Offshoring is very rare, for an average company.  It is complicated and poses many legal and logistical hurtles, and it requires much understanding of the offshore location and culture.  Most people who express concerns over outsourcing actually mean offshoring – extremely low cost, extra-national workers with little training, and probably no oversight.  Offshoring tends to engender apprehension either because people associate it with low quality work because end users typically only interact with it through low cost call centers that give it a bad reputation, or staff react to the idea with fear that their jobs will be sent out of the country.  But offshoring can be effective if done well, and can be important to keeping your business competitive.

Combining these two is common and can be beneficial; it is not surprising to find that many outsourcing firms also offshore.  But the two components are distinct and serve different purposes.  When seeking an outsourcing partner,  consider that offshoring may be an optional benefit that they can offer.

What Is Your IT Department

Every business talks about their IT department, or person, but how often do we really take a moment to consider what that department’s (or person’s) job really is.

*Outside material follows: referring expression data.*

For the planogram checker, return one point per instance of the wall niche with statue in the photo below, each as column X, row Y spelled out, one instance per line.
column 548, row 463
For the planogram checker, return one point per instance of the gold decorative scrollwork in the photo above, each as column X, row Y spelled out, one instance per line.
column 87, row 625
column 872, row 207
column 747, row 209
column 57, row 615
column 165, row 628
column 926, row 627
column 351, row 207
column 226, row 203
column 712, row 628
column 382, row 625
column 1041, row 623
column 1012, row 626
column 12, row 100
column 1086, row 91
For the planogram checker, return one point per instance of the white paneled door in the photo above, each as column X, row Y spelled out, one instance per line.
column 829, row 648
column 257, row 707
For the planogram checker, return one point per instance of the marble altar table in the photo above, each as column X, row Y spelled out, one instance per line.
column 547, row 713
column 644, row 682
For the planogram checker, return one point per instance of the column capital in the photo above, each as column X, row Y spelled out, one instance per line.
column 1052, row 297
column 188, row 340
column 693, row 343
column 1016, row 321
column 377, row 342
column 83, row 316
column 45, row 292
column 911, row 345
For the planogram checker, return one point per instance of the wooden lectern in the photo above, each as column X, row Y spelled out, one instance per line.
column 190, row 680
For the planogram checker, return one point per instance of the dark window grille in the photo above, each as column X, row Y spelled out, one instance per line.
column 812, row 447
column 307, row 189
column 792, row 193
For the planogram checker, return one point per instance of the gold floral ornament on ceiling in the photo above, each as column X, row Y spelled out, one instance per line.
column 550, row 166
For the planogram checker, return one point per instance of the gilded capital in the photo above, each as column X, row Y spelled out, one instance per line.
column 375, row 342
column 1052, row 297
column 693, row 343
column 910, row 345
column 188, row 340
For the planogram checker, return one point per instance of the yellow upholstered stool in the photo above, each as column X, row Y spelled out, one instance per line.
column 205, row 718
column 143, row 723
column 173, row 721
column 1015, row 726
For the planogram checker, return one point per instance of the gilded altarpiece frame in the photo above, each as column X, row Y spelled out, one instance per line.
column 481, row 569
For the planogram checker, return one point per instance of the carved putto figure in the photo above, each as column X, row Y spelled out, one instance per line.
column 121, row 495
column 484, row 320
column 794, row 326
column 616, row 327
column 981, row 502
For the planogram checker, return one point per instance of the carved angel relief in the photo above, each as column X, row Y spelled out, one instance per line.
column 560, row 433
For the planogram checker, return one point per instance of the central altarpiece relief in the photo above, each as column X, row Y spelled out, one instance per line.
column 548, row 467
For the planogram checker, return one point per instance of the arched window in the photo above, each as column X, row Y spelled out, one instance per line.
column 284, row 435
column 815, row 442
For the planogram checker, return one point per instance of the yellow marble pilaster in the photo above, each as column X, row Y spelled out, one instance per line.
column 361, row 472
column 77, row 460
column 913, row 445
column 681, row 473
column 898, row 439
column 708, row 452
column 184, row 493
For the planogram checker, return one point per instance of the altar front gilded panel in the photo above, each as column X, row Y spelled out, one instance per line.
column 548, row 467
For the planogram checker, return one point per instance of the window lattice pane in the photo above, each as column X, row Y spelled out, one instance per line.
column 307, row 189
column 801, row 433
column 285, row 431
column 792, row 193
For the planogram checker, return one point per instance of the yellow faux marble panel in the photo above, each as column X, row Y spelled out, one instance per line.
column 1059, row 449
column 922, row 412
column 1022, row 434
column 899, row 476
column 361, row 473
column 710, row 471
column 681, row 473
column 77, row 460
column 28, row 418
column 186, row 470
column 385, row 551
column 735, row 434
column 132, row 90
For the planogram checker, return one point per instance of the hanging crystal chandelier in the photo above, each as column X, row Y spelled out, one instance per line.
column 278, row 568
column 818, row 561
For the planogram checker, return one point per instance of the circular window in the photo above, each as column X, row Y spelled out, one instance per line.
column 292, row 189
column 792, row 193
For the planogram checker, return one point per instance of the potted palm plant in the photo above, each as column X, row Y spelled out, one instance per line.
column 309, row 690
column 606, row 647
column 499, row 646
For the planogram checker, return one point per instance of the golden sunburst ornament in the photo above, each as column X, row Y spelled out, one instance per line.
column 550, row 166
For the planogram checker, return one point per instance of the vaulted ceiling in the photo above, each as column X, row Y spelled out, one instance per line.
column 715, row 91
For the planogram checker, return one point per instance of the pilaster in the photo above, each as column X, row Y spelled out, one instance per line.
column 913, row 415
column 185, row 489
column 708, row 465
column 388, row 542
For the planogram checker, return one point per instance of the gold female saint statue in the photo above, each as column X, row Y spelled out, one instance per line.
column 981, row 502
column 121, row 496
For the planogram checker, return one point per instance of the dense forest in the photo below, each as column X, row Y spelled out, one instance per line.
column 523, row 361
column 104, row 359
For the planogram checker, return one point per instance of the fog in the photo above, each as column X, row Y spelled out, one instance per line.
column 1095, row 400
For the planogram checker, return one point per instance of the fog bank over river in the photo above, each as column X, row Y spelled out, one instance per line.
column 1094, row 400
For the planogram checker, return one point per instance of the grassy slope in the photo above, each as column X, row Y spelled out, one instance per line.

“It’s to fix the computers!”, I hear you saying in your head.  But that’s a pretty minor function of IT and not really where the value is.  That’s like saying that the attorney’s job is to “organize paperwork”, which of course they do, but that isn’t what you pay them for.

IT does a lot of things, and should be extremely core to your business.  IT has to understand business needs and processes and design information systems that support, and protect, those needs.  IT has to do complicated cost and risk analysis to know when you should be spending, and when to be saving.  IT has to understand your business, and its finances, to know what systems will benefit you best.  IT handles the most important aspects of security for your business.  IT oversees much of the most important business purchasing.  IT has to protect the business from sales people, and marketing.  IT has to apply math and logic to business processes; take that which is conceptual and make it real.  IT must also combine sweeping technical and business knowledge and apply it to current, real world market products and techniques.

Sure, in doing all these things IT tends to touch the computers and fix things when they break, but these tasks are not the ones that gives IT its value.  We must remember to keep perspective that these are not the tasks that create the need for IT.  IT forms a core of our business, it builds our infrastructures, it keeps us safe, it is involved in every aspect of the business.

How we view and treat our IT people or department have a big impact on the ability for IT to make us efficient, empowered, and competitive.  It’s time to move from viewing IT as “the computer guy” to “the key business oversight department that oversees infrastructure, security, and business enablement.”